How long have you been involved with NewsRevue and how did you get cast?
“I auditioned for the London summer run back in July 2013, and had the most wonderful six weeks with a cast and director who are all now among my closest friends. It was a very hot summer, so when you’re running around sweating in black shirts trying to get through 50 sketches and songs in as many minutes you get to know each other very well and very quickly! When the run came to an end we decided we just couldn’t live without each other, so three of us plus our director formed a comedy group called The Block, and we now have a residency at The Canal Cafe which is very exciting. I also came back to do the 2013 Christmas NewsRevue run, which was lots of fun but less sweaty – and far more santa-hat heavy.”
You’re an actor, comic and voice over artist.
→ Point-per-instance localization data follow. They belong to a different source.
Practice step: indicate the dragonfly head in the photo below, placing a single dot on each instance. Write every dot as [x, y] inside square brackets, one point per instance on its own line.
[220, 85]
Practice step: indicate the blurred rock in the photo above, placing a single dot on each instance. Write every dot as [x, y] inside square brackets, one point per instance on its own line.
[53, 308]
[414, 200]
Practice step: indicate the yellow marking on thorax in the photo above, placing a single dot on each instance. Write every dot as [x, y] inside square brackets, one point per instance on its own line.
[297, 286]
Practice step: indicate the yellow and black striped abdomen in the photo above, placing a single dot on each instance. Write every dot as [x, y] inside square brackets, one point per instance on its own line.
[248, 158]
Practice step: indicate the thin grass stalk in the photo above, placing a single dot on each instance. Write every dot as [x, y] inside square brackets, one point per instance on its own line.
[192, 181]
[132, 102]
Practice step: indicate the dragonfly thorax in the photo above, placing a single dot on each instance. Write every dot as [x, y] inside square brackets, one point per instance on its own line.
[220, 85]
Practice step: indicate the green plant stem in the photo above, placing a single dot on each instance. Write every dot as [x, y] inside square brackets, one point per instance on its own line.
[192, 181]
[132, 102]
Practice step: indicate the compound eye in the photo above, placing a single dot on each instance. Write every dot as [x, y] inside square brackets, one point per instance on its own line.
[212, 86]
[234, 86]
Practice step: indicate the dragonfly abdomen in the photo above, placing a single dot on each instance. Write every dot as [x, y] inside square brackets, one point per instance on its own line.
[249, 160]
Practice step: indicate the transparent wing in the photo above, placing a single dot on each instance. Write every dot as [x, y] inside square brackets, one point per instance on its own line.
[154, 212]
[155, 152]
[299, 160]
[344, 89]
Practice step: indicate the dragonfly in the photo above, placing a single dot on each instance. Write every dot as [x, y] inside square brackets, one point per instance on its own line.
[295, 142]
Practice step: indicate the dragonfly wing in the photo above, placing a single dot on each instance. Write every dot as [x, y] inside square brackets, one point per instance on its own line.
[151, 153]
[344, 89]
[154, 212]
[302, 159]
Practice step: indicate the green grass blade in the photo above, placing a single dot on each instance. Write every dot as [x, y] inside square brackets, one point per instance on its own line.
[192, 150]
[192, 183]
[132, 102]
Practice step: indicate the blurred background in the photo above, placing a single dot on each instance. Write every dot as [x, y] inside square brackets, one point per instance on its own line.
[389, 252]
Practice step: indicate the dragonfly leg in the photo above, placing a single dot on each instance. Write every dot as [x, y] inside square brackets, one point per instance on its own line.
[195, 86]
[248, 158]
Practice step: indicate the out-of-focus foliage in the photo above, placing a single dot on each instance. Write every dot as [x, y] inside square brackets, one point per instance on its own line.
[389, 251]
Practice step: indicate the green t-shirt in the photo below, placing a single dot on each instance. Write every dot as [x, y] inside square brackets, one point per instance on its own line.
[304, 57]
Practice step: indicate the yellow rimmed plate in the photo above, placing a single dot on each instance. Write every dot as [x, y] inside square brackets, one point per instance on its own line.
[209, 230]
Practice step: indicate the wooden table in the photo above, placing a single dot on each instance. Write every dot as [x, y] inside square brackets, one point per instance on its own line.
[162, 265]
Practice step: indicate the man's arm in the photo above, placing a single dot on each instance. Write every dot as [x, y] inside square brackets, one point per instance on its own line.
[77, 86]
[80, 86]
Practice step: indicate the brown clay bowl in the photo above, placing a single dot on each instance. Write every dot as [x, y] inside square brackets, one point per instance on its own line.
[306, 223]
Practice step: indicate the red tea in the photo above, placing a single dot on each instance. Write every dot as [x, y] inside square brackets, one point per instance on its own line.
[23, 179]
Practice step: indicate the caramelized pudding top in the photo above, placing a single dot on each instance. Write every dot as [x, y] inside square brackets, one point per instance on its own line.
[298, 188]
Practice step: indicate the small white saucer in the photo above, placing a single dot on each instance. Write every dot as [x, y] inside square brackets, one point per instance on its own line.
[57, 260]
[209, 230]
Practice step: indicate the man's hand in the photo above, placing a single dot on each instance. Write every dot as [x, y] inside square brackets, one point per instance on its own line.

Have I left anything out? Which comes first and why?
“And astronaut obviously. But who isn’t these days?… That’s a tough one! For me they all sort of mesh togther most of the time; the skills you learn doing a purely comedy-based sketch show like NewsRevue come in handy no matter what the job. To make a show like this work you really have to strip yourself bare – sometimes literally – and leave your inhibitions at the door – there’s nothing to hide behind, so when I do take on serious roles that attitude stays with me. For example in my last job I was playing a girl who gets strung up in a chicken slaughter-house – far from hilarious, but my background in comedy really helped me to throw caution to the wind and just go for it. As a wise man working on NewsRevue once told me, ‘Don’t think, just do.’”
If you could have any acting or comedy role in television or film, what would it be?
“I’ve always been completely obsessed with Smack The Pony. Those girls really changed the face of comedy for women in this country, and I believe all ladies working in the industry today have a lot to thank them for. Their work is the definition of my sense of humour, so I think to be involved with a show like that would be the icing on the cake for me. “
Who are your favourite actors and comedians and who inspires you?
“My comic heroes have been the same since I was tiny, and I’m sure I’ll take my verging-on-creepy obsessions to the grave with me. Number one was always Rik Mayall. There was no one who could make me laugh so genuinely and heartily, and no one whose innate skill and individual style I admired more – a guru of clowning. He made me want to perform, right from the days when I used to steal my older brother’s Bottom Live VHS and sneak down to watch it at night (good parenting Mum and Dad). To lose him at such a young age is a massive tragedy, and I’m deeply saddened by it. Eddie Izzard is my other go-to hero. I think his early shows like Glorious and Dress To Kill are the most masterful examples of stand up there are. His wit and intelligence combined with real warmth and silliness made me feel a huge connection to him. I told him this when I was lucky enough to meet him – he seemed to think I was a bit unhinged, but I reckon he’s used to lunatic fans.”